The following is a conversation from Bring Up the Bodies between Thomas Cromwell and the ambassador of Emperor Charles V to England, Eustache Chapuys, in which Chapuys is voicing his regret at having not been present at Katherine’s death. Her words are those of a dying woman abused by her husband for long enough that she came to believe she deserved it.:

He rubs his blue hands. ‘I told her chaplain, you know. When she is on her deathbed, I said, ask her whether Prince Arthur left her a virgin or not. All the world must believe a declaration made by a dying woman. But he is an old man. In his grief and trouble he forgot. So now we will never be sure.’

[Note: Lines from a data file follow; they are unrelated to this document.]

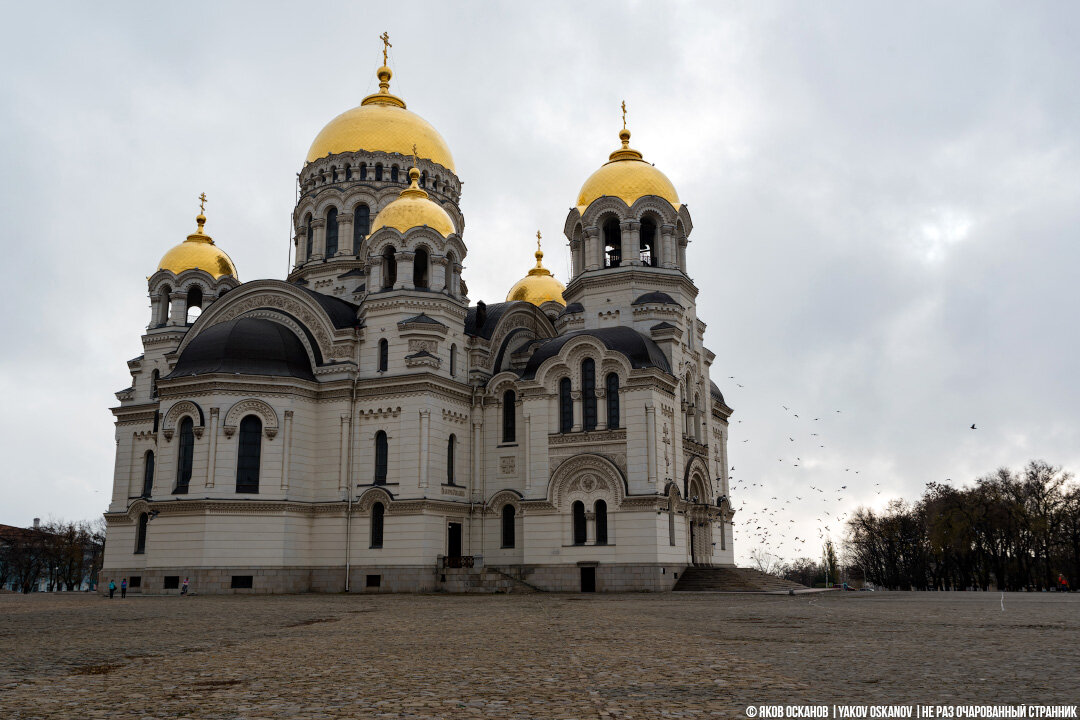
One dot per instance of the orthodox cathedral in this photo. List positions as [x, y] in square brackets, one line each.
[362, 426]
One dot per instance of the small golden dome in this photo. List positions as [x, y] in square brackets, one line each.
[199, 253]
[413, 209]
[381, 123]
[539, 286]
[628, 177]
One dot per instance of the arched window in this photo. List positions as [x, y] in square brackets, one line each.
[310, 236]
[648, 243]
[248, 454]
[612, 398]
[578, 511]
[449, 459]
[194, 304]
[331, 232]
[164, 304]
[148, 474]
[381, 453]
[565, 406]
[389, 268]
[509, 417]
[612, 243]
[421, 263]
[140, 533]
[601, 508]
[186, 454]
[361, 225]
[589, 393]
[377, 512]
[383, 355]
[508, 525]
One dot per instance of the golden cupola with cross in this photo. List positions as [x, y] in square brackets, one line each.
[539, 286]
[199, 252]
[381, 123]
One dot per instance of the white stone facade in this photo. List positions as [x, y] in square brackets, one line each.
[304, 358]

That is a large admission, [Cromwell] thinks: that the truth may be other than what Katherine had told us all these years. ‘But you do know,’ Chapuys says, ‘before I left her, she said a troubling thing to me. She said, “It might be all my fault. That I stood out against the king, when I could have made an honorable withdrawal and let him marry again.” I said to her, madam–because I was amazed–madam, what are you thinking, you have right on your side, the great weight of opinion, lay and clerical –
“Ah, but,” she said to me, “to the lawyers there was doubt in the case. And if I erred, then I drove the king, who does not brook opposition, to act according to his worse nature, and therefore I partly share in the guilt of his sin.” I said to her, good madam, only the harshest authority would say so; let the king bear his own sins, let him answer for them. But she shook her head.’ Chapuys shakes his, distressed, perplexed. ‘All those deaths, the good Bishop Fisher, Thomas More, the sainted monks of the Charterhouse…”I am going out of life,” she said, “dragging their corpses.”